Create zero_pad_timestamp_ms() macro to work around Snowflake and Redshift producing different results in surrogate_key()
See original GitHub issueDescribe the bug
Due to internal mechanics Redshift and Snowflake could produce different surrogate keys on the same data sets. It is very confusing in case you are doing migration or somehow use both of databases. The main issue are connected with casting of timestamp fields. It implements in really strange way in Redshift. As an example:
Input:
select
cast(TIMESTAMP '2021-03-19 17:07:10.123321' as varchar),
cast(TIMESTAMP '2021-03-19 17:07:10.123000' as varchar),
cast(TIMESTAMP '2021-03-19 17:07:10.100000' as varchar),
cast(TIMESTAMP '2021-03-19 17:07:10.000000' as varchar);
Output Redshift:
2021-03-19 17:07:10.123321,
2021-03-19 17:07:10.123,
2021-03-19 17:07:10.10,
2021-03-19 17:07:10
Output Snowflake:
2021-03-19 17:07:10.123321,
2021-03-19 17:07:10.123000,
2021-03-19 17:07:10.100000,
2021-03-19 17:07:10.000000
Steps To Reproduce
Just use dbt https://github.com/dbt-labs/dbt-utils#surrogate_key-source on any value with timestamp.
Expected behavior
I suppose it is better in case surrogate key will produce the same output with any database adapter and will be agnostic to database engine.
Screenshots and log output
If applicable, add screenshots or log output to help explain your problem.
System information
Which database are you using dbt with?
- postgres
- [ x] redshift
- bigquery
- [ x] snowflake
- other (specify: ____________)
Additional context
I’m not sure if I should put the issue into bug section or in feature one. I also not sure if the issues affect a lot of people, may be it no so nessesary to fix. However, in case you faced the issues it will require enormous amount of efforts to fix.
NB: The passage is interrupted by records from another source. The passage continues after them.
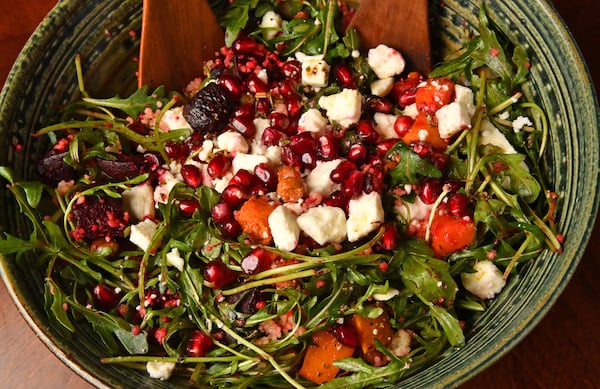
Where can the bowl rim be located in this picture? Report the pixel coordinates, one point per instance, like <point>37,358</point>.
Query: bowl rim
<point>46,27</point>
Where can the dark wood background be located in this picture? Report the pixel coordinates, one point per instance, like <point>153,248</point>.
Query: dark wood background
<point>563,351</point>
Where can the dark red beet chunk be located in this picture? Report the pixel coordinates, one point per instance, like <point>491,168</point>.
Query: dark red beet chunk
<point>210,110</point>
<point>96,217</point>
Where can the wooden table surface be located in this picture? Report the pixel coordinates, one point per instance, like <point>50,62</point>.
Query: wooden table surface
<point>563,351</point>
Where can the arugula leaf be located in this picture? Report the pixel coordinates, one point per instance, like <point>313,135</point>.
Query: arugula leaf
<point>135,103</point>
<point>410,166</point>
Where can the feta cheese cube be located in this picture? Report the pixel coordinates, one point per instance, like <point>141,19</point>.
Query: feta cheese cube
<point>490,135</point>
<point>233,142</point>
<point>139,201</point>
<point>324,224</point>
<point>464,95</point>
<point>365,214</point>
<point>385,61</point>
<point>174,259</point>
<point>247,161</point>
<point>271,22</point>
<point>486,282</point>
<point>452,118</point>
<point>343,107</point>
<point>315,70</point>
<point>284,228</point>
<point>318,179</point>
<point>312,121</point>
<point>142,233</point>
<point>160,370</point>
<point>384,125</point>
<point>382,87</point>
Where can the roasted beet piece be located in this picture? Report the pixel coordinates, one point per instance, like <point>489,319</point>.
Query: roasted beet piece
<point>53,168</point>
<point>96,217</point>
<point>128,166</point>
<point>210,110</point>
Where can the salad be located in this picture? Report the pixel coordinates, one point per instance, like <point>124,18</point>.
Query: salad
<point>302,214</point>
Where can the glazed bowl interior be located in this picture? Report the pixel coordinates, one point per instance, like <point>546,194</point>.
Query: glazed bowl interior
<point>105,36</point>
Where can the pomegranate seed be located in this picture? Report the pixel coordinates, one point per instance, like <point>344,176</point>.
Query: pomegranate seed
<point>378,104</point>
<point>344,75</point>
<point>192,175</point>
<point>199,344</point>
<point>255,84</point>
<point>346,334</point>
<point>244,125</point>
<point>457,204</point>
<point>389,239</point>
<point>105,297</point>
<point>231,229</point>
<point>386,145</point>
<point>243,178</point>
<point>430,190</point>
<point>256,261</point>
<point>279,120</point>
<point>272,136</point>
<point>221,212</point>
<point>188,207</point>
<point>217,275</point>
<point>337,199</point>
<point>247,45</point>
<point>232,85</point>
<point>327,147</point>
<point>234,195</point>
<point>357,153</point>
<point>218,166</point>
<point>352,186</point>
<point>292,69</point>
<point>366,132</point>
<point>342,171</point>
<point>289,158</point>
<point>176,150</point>
<point>403,124</point>
<point>266,176</point>
<point>245,110</point>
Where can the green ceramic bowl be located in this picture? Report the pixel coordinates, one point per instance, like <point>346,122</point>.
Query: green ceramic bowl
<point>43,79</point>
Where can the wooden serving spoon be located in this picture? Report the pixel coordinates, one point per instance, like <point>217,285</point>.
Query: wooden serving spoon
<point>401,24</point>
<point>177,37</point>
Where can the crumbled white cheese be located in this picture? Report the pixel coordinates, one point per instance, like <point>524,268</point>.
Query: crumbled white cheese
<point>160,370</point>
<point>174,259</point>
<point>247,161</point>
<point>312,121</point>
<point>271,22</point>
<point>315,70</point>
<point>233,142</point>
<point>384,125</point>
<point>490,135</point>
<point>521,122</point>
<point>284,228</point>
<point>324,224</point>
<point>382,87</point>
<point>138,201</point>
<point>343,107</point>
<point>142,233</point>
<point>385,61</point>
<point>173,119</point>
<point>452,118</point>
<point>464,96</point>
<point>319,181</point>
<point>486,282</point>
<point>365,214</point>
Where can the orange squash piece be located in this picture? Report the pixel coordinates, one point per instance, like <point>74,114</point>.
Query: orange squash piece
<point>319,357</point>
<point>450,234</point>
<point>423,123</point>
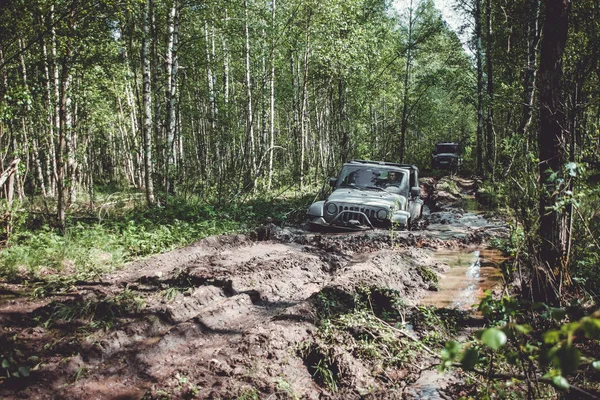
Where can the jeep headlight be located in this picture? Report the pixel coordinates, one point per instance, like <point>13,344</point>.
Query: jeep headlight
<point>331,208</point>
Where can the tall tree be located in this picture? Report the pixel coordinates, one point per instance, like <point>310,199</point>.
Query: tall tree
<point>147,103</point>
<point>552,138</point>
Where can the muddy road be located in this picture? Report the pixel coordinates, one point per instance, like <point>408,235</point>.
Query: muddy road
<point>277,314</point>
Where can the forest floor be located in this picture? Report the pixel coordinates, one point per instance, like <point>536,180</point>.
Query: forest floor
<point>279,313</point>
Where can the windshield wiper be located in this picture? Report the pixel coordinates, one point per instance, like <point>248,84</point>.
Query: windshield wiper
<point>376,188</point>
P.S. I could to fix the issue for Redshift adapter to let it produce the same expected output. Just point me where to start.
Issue Analytics
- State:
- Created 2 years ago
- Comments:6 (6 by maintainers)
I’ve removed the 1.0 label, because this can be handled at any time without causing backwards-compatibility issues. The new macro
zero_pad_timestamp_ms()
can be added into any new surrogate key implementations, when people know that cross-database compatibility is important to them.Old:
{{ dbt_utils.surrogate_key(['user_id', 'account_created_at']) }}
New:
{{ dbt_utils.surrogate_key(['user_id', zero_pad_timestamp_ms('account_created_at')]) }}
My only questions now is whether this new macro belongs in dbt_utils, or whether we punt it back to the adapters to conform to an expected implementation defined in Core. @jtcohen6 and @dbeatty10, what say you?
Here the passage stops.